In particular, Edwards is seeking to highlight the potential cost effectiveness of early intervention, with data presented at EuroPCR 2025 (20–23 May, Paris, France) pointing towards lower healthcare system costs, shorter hospital length of stay, and fewer rehospitalisations when patients were treated before symptom onset.
Outside of TAVI, Brüls underlines Edwards’ ambition across the structural heart space, with recent acquisitions bolstering the company’s established device portfolio which includes the Pascal mitral repair system and Evoque tricuspid valve replacement system.

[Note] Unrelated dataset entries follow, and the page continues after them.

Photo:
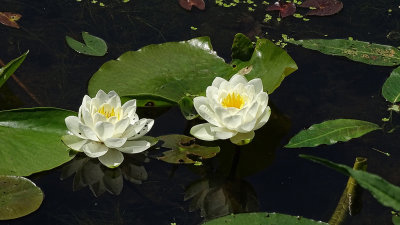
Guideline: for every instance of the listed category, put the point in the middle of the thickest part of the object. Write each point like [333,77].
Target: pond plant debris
[187,4]
[322,7]
[10,19]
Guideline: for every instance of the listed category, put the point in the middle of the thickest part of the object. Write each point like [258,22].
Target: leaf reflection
[90,172]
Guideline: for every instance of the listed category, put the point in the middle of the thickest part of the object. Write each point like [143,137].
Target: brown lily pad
[182,147]
[9,19]
[187,4]
[285,9]
[323,7]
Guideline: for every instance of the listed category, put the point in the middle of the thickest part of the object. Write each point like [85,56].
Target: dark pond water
[263,176]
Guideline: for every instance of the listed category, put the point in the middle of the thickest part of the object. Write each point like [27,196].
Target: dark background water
[324,87]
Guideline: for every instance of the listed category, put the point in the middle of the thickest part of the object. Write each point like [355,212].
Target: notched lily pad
[187,4]
[18,197]
[285,9]
[183,147]
[10,19]
[93,45]
[322,7]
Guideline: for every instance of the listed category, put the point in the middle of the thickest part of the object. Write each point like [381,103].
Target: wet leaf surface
[188,4]
[10,19]
[323,7]
[263,219]
[93,45]
[330,132]
[19,197]
[183,147]
[360,51]
[285,9]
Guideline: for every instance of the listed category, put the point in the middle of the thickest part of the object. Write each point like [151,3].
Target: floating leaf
[331,132]
[8,70]
[263,219]
[187,108]
[360,51]
[386,193]
[182,147]
[391,87]
[268,62]
[93,46]
[242,47]
[396,220]
[173,70]
[31,140]
[285,9]
[10,19]
[187,4]
[19,197]
[350,202]
[322,7]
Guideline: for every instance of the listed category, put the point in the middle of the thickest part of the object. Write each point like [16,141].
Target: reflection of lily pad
[182,147]
[19,197]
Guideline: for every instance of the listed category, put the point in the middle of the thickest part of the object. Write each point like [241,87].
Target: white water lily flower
[104,129]
[233,109]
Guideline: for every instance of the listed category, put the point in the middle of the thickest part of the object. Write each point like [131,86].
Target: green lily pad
[93,45]
[242,47]
[391,87]
[268,62]
[263,219]
[183,146]
[360,51]
[174,70]
[331,132]
[386,193]
[31,140]
[19,197]
[8,70]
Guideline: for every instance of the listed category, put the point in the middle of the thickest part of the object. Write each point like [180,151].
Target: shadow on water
[261,176]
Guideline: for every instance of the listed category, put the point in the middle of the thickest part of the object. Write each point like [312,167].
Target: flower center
[233,100]
[107,112]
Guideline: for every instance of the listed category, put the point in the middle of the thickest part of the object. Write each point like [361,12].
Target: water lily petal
[263,118]
[86,117]
[101,96]
[203,132]
[257,83]
[94,149]
[143,126]
[87,132]
[72,123]
[104,130]
[131,147]
[115,142]
[222,132]
[121,126]
[113,158]
[73,142]
[237,79]
[242,138]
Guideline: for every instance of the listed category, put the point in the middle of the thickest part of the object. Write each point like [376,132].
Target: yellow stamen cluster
[107,113]
[233,100]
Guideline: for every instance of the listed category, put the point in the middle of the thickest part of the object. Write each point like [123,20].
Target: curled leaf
[187,4]
[9,19]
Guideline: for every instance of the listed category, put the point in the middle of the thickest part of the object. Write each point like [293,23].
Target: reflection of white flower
[104,129]
[233,109]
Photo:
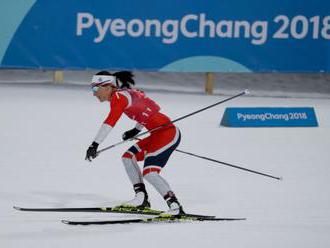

“If you look at structural heart disease it is probably one of the most innovative areas, and most complex areas that there is in interventional cardiology. The advancements that we can make there are massive. There are a lot of unmet needs,” she comments.
“We see it as an area that is highly complex but where we have a lot of expertise. We have been in the space of helping patients with valvular disease for 65 years, we are the category leader, so we believe we have the expertise to bring in new areas. It is a huge unmet need which has a huge impact on society, these patients are decompensated, they have heart failure, they are frequently hospitalised, so it is really one of these patient populations where the clinical but also the economic benefit for the system is massive, and we are the pioneers.”
Brüls comments that Edwards has sought out potential disruptors in the structural heart space as it seeks to refocus its business solely into this segment.
Acquisitions and investments announced by the company over the last 12 months include the proposed agreement to acquire JenaValve, maker of the Trilogy TAVI system for the treatment of aortic regurgitation, JC Medical, which is also developing a device for aortic regurgitation, Innovalve Bio Medical, developer of an early-stage transcatheter mitral valve replacement (TMVR) technology, as well as an agreement with Affluent Medical relating to the company’s mitral valve technologies, and a deal to acquire Endotronix, the developer of the Cordella pulmonary artery (PA) sensor, an implantable heart failure patient management platform.
In August 2025, the US Federal Trade Commission (FTC) moved to block the JenaValve acquisition due to concerns that the acquisition would limit access to devices for the treatment of aortic regurgitation due to Edwards, however Brüls tells Cardiovascular News that the company remains committed to seeing the deal over the line. “I can say that we are committed to this and we will do everything we can,” she comments. “We think we have very compelling arguments, that show that this is a very good thing for patients, for innovation, and that with our knowledge and expertise we can really bring to market and to patients, so we are continuing.”